1Nigeria Field Epidemiology and Laboratory Training Programme, Abuja, Nigeria, 2Department of Community Medicine, Ahmadu Bello University, Zaria, Nigeria, 3Federal Ministry of Health, Abuja, Nigeria, 4Department of Mental Health, University of Port Harcourt Teaching Hospital, Rivers State, Nigeria

&Corresponding author
Ibitein Ngowari Okeafor, Nigeria Field Epidemiology and Laboratory Training Programme, Asokoro, Abuja, Nigeria

Abstract

Introduction: HIV/AIDS in seafaring is a global health issue with adverse effects on the seafarers and the economy at large. Rivers State has the highest number of seaports and reports as the state with the highest HIV prevalence rate of 15.2% in Nigeria. This study aimed to identify determinants of HIV risk behaviors among seafarers in Port Harcourt Seaport, Rivers State.

Methods: a cross sectional study was carried out from March to May 2016 among seafarers in Port Harcourt Seaport. Data on socio-demographic characteristics, seafaring related characteristics, HIV knowledge, attitude, and risk behaviors were collected using a validated, pre-tested and self-administered questionnaire. Bivariate and multivariate analyses were performed using Epi Info version 7.

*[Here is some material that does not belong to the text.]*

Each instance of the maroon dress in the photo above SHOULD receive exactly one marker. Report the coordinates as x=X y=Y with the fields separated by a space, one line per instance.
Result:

Results: the mean age standard deviation of the seafarers was 38.8 8.51 years. Majority of the seafarers were males (92.2%, n = 95). The prevalence of multiple sex partnership was 29.1% (n = 30); transactional sex was 6.8% (n = 7); homosexuality was 1.0% (n = 1) and illicit intra-venous drug use was 2.9% (n = 3). Thirty-five of the seafarers (34.0%) engaged in one or more HIV risk behaviors. Multivariate analysis revealed that seafarers who spent six or more months on voyage were three times more likely to engage in HIV risk behaviors than those who spent less than six months [Adjusted odds ratio (AOR) = 3.08; 95% Confidence Interval (CI) = 1.26 - 7.51; p < 0.05]. Also, seafarers with no comprehensive HIV knowledge were 2.5 times more likely to engage in HIV risk behaviors than those with comprehensive HIV knowledge (AOR = 2.49; 95% CI = 1.03 - 5.96; p < 0.05).

Conclusion: long duration of voyage and lack of comprehensive knowledge on HIV are determinants of HIV risk behaviors among seafarers in this study. Regular HIV sensitization visits to seafarers are advocated to promote HIV knowledge and discourage HIV risk behaviors among this highly mobile population.